The Kyrgyz parliament voted overwhelmingly on Friday to hold presidential elections in July, setting up a showdown between President Kurmanbek Bakiyev and an increasingly vocal opposition.
The parliament approved a proposal to hold elections on July 23, with 80 votes in favour and one abstention.
The vote came one day after the Central Asian state's constitutional court ruled that presidential elections must be held before the end of October, settling a dispute arising from the political turbulence of recent years.
"People should know when the next elections will be held," lawmaker Asilbek Zhenbekov told reporters after the vote.
"When four years have elapsed in the administration of the president and a fifth is beginning and people don't know when elections will be held, it's not normal."

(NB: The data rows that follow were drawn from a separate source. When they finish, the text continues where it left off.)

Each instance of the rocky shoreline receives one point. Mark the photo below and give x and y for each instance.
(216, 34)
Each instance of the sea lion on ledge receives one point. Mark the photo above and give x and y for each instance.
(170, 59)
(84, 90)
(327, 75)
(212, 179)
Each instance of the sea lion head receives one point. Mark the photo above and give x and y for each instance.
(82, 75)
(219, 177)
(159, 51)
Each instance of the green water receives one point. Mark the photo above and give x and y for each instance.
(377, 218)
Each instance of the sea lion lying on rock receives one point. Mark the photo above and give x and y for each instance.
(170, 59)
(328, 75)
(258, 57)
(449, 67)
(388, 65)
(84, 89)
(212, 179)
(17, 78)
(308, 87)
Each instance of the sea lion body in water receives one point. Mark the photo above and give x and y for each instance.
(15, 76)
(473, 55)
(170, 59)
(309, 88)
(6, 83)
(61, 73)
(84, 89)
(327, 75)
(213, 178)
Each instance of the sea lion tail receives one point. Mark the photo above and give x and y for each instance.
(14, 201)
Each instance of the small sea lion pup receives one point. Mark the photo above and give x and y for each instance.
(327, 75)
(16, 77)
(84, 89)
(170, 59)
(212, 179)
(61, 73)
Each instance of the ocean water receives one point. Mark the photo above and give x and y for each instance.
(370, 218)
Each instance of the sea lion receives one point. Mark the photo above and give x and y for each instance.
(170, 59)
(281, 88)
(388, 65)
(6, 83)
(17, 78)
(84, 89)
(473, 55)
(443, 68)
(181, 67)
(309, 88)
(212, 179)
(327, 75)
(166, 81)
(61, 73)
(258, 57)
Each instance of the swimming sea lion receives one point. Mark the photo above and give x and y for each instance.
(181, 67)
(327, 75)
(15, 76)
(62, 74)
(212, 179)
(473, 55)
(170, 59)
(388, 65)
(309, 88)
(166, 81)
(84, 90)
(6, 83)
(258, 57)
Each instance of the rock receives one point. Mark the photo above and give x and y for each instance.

The ambiguity stemmed from a 2007 change to the constitution on the timing of presidential votes. It had been unclear if Bakiyev, who swept to power in a 2005 uprising, should face re-election under the old rules or the new ones.
Bakiyev earlier supported holding elections in 2010, but political experts suspected he had changed his mind, seeing a better chance of winning re-election if the vote were earlier.
Political tensions in the impoverished ex-Soviet republic have surged in recent weeks, following a series of arrests and attacks on journalists, activists and politicians linked to the anti-Bakiyev opposition.
Last month the Kyrgyz parliament, with the president's support, voted to expel a US airbase used to supply Western forces in neighbouring Afghanistan.